Code Lavender Program Expands to Include All Employees, Additional Locations:
LMH Health

Suicide Prevention Health Care Workforce Guide In Action Suicide Prevention in the Health Care Workforce
Reducing The Stigma Around Help And Treatment-Seeking Behaviors

Located in Lawrence, Kansas, LMH Health is a 174-bed hospital that has been serving its community for over 100 years. Through their work with the AHA Suicide Prevention in the Health Care Workforce Collaborative, LMH chose to address behavioral health stigma. The goal of their intervention was to train and educate their employees about behavioral health and improve skills and capability to respond to colleagues who need behavioral health support.

LMH health collected information from their workforce regarding utilization and engagement in behavioral health resources. A few themes they saw through interactions with members of their workforce include chronic feelings of anxiety and the need for greater resiliency. Members of their workforce describe being in a consistent caretaker role; caring for others when at work and caring for their families when at home. Being in a perpetual caretaker role leads to limited time for them to focus on their own emotional needs.

Through their work with the collaborative, LMH health worked to revitalize and expand their Code Lavender initiative. Code Lavender is a crisis intervention tool used to support staff when a stressful event or series of events occurs within the hospital. The code can be called for an individual or for an entire unit. Within LMH, the Code Lavender initiative was historically owned by nursing leadership. Over the past several months, LMH has worked to expand the program to be available to all employees and providers.
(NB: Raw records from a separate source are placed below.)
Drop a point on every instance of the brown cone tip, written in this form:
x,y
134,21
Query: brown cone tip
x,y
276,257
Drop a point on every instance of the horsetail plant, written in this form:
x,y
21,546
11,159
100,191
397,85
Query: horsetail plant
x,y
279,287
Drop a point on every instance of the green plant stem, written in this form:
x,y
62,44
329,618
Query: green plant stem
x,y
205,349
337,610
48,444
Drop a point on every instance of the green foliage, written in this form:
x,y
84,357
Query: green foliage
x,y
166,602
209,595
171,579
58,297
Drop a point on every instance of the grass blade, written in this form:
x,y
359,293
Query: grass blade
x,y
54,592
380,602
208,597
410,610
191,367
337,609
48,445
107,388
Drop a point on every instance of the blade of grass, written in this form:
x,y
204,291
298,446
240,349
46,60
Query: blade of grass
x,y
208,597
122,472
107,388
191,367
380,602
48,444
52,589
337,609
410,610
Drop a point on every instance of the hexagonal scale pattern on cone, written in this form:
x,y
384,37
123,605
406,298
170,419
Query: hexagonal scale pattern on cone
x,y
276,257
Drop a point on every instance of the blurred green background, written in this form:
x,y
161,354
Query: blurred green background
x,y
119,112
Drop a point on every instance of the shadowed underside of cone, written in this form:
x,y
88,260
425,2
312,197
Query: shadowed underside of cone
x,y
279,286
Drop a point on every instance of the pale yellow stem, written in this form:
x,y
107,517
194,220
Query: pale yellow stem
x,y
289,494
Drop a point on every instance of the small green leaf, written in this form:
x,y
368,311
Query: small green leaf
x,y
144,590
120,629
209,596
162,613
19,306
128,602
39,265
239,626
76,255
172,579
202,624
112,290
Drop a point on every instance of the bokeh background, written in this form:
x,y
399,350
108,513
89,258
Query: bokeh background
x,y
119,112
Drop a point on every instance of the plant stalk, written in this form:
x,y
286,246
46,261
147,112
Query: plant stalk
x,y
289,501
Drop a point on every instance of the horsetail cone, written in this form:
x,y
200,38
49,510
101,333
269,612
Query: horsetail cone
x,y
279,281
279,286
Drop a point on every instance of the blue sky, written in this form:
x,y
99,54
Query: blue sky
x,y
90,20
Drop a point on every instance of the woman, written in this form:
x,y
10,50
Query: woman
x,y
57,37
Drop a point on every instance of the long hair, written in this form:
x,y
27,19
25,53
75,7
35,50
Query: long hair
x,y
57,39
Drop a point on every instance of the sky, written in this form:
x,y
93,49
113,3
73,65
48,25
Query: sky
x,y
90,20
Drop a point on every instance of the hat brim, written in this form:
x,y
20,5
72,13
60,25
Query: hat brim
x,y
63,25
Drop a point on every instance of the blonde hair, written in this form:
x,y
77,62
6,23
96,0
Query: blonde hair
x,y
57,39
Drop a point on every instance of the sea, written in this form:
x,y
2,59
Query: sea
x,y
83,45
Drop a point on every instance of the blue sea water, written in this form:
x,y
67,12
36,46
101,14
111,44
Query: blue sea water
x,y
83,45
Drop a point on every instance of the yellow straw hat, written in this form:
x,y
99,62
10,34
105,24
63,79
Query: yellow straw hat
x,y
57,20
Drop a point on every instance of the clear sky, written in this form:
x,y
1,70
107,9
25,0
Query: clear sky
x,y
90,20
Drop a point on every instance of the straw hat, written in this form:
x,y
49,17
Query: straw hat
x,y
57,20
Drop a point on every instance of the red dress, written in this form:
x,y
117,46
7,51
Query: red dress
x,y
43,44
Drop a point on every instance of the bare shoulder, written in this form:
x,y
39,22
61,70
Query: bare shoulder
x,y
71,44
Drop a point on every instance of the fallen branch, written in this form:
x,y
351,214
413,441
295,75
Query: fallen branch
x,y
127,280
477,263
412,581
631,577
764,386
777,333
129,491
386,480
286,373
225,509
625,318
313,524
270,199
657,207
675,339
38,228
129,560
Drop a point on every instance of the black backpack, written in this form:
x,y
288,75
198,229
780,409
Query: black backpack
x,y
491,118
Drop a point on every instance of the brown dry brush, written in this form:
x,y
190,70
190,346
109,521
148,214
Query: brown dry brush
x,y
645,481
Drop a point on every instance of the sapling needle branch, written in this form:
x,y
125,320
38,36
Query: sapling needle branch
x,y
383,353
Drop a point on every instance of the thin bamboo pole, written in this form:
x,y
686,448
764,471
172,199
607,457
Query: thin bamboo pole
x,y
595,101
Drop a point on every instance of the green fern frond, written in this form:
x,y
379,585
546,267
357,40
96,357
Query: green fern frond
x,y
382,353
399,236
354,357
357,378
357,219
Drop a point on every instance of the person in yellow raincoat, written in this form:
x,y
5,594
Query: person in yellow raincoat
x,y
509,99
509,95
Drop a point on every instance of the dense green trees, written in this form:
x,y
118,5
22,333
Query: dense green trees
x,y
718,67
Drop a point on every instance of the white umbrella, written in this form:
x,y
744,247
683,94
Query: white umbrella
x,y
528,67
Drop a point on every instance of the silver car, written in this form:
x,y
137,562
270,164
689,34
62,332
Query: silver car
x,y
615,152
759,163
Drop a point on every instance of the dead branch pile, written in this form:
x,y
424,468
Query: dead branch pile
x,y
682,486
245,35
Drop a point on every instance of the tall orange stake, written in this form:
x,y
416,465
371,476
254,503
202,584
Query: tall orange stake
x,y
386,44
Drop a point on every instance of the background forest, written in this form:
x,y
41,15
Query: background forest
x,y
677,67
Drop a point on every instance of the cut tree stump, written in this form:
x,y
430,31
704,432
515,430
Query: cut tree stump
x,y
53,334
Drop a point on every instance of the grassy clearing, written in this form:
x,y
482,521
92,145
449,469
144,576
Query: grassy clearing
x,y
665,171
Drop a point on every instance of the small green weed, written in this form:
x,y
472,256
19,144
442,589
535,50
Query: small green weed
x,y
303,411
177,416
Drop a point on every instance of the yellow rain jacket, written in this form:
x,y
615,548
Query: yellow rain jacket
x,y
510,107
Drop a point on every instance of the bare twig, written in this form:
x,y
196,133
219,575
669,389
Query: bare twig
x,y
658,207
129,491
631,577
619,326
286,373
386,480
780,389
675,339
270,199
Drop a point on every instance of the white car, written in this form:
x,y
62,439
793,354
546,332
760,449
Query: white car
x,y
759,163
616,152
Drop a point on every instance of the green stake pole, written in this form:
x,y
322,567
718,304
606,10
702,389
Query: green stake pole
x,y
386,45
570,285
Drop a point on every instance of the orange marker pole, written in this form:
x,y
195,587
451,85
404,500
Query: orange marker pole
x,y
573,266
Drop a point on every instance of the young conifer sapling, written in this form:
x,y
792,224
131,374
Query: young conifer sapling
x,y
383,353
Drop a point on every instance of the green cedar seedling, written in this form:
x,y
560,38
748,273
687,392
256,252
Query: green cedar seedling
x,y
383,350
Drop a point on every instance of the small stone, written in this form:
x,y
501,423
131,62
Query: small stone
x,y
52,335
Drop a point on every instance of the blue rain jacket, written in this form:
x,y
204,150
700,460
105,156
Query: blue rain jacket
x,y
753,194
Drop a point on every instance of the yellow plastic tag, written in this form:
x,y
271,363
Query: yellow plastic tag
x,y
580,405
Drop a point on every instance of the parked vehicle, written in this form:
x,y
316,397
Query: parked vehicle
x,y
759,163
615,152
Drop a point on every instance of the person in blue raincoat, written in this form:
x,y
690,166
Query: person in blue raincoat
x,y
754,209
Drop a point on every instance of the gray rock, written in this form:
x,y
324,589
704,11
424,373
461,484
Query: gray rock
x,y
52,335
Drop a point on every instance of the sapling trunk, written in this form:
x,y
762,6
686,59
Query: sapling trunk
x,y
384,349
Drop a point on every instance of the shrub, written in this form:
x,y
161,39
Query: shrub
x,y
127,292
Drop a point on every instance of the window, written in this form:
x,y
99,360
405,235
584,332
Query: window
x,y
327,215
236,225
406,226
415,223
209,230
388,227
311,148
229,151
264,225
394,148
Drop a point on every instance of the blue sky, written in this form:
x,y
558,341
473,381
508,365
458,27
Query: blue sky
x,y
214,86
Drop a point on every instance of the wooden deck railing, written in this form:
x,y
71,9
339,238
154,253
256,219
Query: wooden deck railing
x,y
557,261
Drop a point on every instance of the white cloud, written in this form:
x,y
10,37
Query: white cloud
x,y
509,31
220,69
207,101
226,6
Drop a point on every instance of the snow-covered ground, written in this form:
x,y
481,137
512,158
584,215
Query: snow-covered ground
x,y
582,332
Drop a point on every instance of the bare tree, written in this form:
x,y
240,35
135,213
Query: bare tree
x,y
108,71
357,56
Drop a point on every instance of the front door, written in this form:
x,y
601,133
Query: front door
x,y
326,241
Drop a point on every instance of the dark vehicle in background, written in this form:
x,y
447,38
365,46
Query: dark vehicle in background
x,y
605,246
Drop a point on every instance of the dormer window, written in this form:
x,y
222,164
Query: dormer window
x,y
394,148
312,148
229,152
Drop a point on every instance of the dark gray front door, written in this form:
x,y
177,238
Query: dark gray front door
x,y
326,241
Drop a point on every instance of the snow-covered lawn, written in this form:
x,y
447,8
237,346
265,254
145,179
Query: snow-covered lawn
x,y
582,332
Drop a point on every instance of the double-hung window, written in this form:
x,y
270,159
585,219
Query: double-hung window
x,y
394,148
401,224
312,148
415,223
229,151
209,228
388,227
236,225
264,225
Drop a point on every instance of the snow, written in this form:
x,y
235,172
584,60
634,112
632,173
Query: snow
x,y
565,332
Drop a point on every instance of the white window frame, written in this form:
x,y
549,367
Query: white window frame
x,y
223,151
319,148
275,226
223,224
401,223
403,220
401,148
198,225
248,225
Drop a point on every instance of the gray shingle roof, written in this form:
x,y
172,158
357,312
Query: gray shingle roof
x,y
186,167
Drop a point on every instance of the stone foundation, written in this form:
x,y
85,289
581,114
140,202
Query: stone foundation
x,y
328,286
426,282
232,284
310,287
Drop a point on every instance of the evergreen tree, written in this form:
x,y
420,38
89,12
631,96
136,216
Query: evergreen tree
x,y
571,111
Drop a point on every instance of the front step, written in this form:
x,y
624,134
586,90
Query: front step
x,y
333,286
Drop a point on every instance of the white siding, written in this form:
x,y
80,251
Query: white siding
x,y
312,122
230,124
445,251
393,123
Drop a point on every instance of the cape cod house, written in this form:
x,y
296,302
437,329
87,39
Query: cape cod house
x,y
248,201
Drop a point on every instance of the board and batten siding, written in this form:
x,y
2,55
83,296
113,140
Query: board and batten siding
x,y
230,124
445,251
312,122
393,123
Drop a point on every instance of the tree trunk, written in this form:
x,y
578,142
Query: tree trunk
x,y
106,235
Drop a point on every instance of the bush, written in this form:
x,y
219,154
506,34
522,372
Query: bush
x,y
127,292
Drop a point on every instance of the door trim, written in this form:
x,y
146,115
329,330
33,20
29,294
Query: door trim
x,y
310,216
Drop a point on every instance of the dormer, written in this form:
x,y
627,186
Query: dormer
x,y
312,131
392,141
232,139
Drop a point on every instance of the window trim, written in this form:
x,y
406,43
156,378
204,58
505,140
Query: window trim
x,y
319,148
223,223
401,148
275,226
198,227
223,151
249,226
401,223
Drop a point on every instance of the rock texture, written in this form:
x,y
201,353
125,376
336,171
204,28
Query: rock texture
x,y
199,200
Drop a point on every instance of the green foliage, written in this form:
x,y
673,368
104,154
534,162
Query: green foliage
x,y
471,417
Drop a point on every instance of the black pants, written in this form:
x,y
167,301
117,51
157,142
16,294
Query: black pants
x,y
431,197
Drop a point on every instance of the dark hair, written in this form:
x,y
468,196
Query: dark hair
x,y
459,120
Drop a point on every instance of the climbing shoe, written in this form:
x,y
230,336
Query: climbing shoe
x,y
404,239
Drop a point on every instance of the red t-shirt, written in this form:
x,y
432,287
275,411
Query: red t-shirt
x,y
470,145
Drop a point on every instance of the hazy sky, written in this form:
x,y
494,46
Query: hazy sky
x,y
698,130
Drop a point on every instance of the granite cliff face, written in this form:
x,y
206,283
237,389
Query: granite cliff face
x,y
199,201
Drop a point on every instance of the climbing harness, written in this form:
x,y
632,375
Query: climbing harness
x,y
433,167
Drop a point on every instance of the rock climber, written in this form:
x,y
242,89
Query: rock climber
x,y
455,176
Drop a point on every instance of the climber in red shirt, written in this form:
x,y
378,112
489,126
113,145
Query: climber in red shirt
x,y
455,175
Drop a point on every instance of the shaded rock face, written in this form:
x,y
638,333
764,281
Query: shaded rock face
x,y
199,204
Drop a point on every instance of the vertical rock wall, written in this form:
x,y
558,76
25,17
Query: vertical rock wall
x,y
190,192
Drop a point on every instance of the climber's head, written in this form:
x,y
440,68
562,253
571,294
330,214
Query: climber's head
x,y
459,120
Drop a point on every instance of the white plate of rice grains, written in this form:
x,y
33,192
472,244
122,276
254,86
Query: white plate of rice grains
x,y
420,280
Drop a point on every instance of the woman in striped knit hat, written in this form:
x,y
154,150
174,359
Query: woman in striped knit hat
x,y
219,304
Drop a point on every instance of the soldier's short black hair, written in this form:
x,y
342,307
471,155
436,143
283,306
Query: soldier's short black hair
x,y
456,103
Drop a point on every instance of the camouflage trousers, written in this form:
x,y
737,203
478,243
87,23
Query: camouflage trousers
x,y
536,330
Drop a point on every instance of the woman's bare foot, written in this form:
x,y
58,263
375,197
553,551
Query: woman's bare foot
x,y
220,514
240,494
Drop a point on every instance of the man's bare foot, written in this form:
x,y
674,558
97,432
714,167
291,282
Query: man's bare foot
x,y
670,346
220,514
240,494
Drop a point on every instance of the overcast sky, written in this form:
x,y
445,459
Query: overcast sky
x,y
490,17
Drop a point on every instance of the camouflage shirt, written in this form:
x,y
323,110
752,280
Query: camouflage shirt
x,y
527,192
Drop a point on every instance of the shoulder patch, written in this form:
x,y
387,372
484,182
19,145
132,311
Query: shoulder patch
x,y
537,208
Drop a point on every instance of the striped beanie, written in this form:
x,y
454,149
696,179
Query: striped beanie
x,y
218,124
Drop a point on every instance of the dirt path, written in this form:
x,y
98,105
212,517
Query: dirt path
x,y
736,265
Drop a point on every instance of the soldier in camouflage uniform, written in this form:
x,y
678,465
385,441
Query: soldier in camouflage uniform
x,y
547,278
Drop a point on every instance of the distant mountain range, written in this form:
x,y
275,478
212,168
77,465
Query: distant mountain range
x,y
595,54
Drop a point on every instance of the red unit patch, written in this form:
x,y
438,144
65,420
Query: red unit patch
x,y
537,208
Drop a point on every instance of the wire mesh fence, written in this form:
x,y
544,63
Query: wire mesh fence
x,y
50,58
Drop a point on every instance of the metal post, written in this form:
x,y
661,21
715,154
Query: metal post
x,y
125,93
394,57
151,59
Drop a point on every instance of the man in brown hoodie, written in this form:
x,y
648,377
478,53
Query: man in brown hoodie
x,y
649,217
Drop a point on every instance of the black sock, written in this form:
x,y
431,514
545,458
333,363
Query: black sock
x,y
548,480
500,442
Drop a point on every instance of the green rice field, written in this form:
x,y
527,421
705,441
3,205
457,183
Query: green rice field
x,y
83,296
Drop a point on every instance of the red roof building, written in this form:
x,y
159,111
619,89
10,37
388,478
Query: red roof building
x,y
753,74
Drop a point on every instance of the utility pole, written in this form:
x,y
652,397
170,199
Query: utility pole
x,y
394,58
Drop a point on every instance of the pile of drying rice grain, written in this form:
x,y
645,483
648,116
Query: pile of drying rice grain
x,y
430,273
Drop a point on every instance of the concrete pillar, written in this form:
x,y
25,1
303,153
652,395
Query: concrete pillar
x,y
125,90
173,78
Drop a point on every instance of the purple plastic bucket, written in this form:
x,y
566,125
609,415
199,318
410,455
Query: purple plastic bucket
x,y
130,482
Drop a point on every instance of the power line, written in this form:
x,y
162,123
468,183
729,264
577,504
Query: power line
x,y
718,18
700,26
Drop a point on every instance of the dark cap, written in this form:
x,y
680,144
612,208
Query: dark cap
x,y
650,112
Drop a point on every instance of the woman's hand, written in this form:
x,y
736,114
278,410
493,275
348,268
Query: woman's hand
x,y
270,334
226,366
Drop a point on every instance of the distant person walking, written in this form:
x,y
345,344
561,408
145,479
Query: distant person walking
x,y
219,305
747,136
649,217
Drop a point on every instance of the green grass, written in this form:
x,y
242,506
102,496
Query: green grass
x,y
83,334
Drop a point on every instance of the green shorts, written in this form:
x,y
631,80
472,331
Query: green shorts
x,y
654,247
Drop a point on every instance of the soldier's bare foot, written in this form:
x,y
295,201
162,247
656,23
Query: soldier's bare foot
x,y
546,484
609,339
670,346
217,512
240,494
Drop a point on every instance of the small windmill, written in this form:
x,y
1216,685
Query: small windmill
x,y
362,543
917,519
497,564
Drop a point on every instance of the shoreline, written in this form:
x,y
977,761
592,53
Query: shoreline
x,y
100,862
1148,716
A key piece of their project within the collaborative was to develop a robust communication and awareness initiative to share information about the updated Code Lavender program. Communications in the past have been focused on director-level staff and resources were only available to employees on the LMH main campus. Through their work with the collaborative, they expanded Code Lavender resources to all clinics as well as the two external campus sites. They were intentional in sharing information about the program across the system so more individuals can be involved in the implementation of this program and thus there is greater access to associated resources. After the first round of communication, the team at LMH Health hosted a table in the cafeteria to further advertise the revamped Code Lavender program. Their efforts were reinforced through this tabling event as they heard from staff at all levels that they were not only aware of Code Lavender but grateful for the program.

In addition to expanding and revitalizing their Code Lavender program, they have also created a hospital-wide incentive program to encourage employees to complete behavioral health training. This includes Mental Health First Aid, Question, Persuade, and Refer (QPR) Training and Psychological First Aid. They are continuing to review their provider/staff application and credentialing policies and processes.